Our main research areas are metastatic gastrointestinal and breast cancers.  We focus on how inflammation drives the progression to advanced disease and how new treatments could be designed to block its harmful effects.

Understanding how pro-inflammatory pathways drive tumour progression

Inflammatory cytokines make cancer cells more prone to growth and spreading to other parts of the body. By understanding how pro-inflammatory cytokines cause these cellular effects, we have been able to identify molecular targets, for which we are now developing targeted treatments.

Cancer drug discovery

Our research has led to the identification of particular inflammatory pathways, which we now aim to target so we can develop specific treatments which will block cancer growth in the gastrointestinal tract. Working with structural biologists and chemists, we have identified new compounds which we are testing for their ability to block tumour cell survival and spread to other sites in the body. These can then be used in clinical research to provide new treatment options for patients.

Repurposing of commonly used drugs as new cancer treatments

New drug development is a lengthy and resource-intensive process. It makes sense to reassess existing drugs for additional uses at the same time as researching new drug development. We are investigating the therapeutic value of a drug, already clinically approved to treat osteoporosis, as a novel treatment in gastric and colon cancers.

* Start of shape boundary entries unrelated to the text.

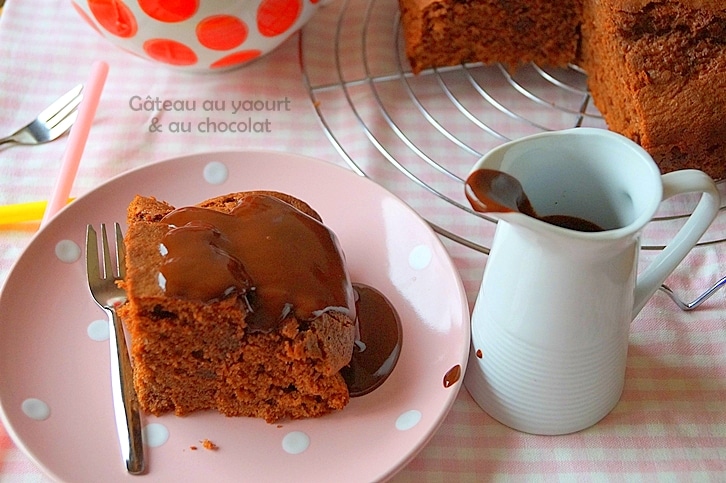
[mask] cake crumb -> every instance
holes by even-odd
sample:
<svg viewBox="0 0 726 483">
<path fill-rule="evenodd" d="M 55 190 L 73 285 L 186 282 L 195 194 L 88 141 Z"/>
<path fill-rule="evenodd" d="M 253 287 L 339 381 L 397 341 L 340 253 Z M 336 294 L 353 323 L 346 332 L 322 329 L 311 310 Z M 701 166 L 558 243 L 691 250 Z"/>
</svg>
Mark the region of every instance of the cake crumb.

Interaction between the intestinal barrier and the microbiome

We are studying the effects of inflammatory disruption on the intestinal barrier in host-microbiome interaction and how this may contribute to the development of colon cancer. Our team is also exploring the mechanisms of the gut microbiota so that its metabolites may be reinstated following chemotherapy and immunotherapy treatment in cancer patients.

DCLK1

DCLK1 is a microtubule-associated protein which catalyses the polymerisation of tubulin dimers. This process is critical in the formation of microtubules, a major component of the cellular cytoskeleton, and also important in many cellular functions such as cell division and migration. DCLK1 expression is excessively upregulated in various types of cancer and, pertinently, high DCLK1 expression is significantly correlated with poorly differentiated cancers, lymph node metastasis, advanced clinical stage, and poorer overall patient survival, suggesting that the overexpression of DCLK1 may accelerate cancer development.

Tuft cells

A structurally unique cell type, best characterised by striking microvilli which form an apical tuft. These cells represent approximately 0.5% of tissue epithelial cells depending on location. Tuft cells act as luminal sensors, linking the luminal microbiome to the host immune system, which may make them a potent clinical target for modulating host response to a variety of acute or chronic immune-driven conditions.

Our lab is using powerful single-cell sequencing approaches and has developed experimentally tractable tools in order to interrogate this rare cell population, with the aim of unravelling its physiological importance in inflammation-driven gastrointestinal diseases, such as colon and gastric cancers.

Innate lymphoid cells

These cells are a newly discovered type of innate immune cell which resemble lymphocytes but lack a T cell receptor. They are predominantly found in mucosal surfaces associated with epithelial tissues, such as the gut, lung and skin, and have important roles in immunity, infection and homeostasis. Our lab is investigating the interplay between Tuft cells and ILC2 cells during gastric homeostasis and cancer.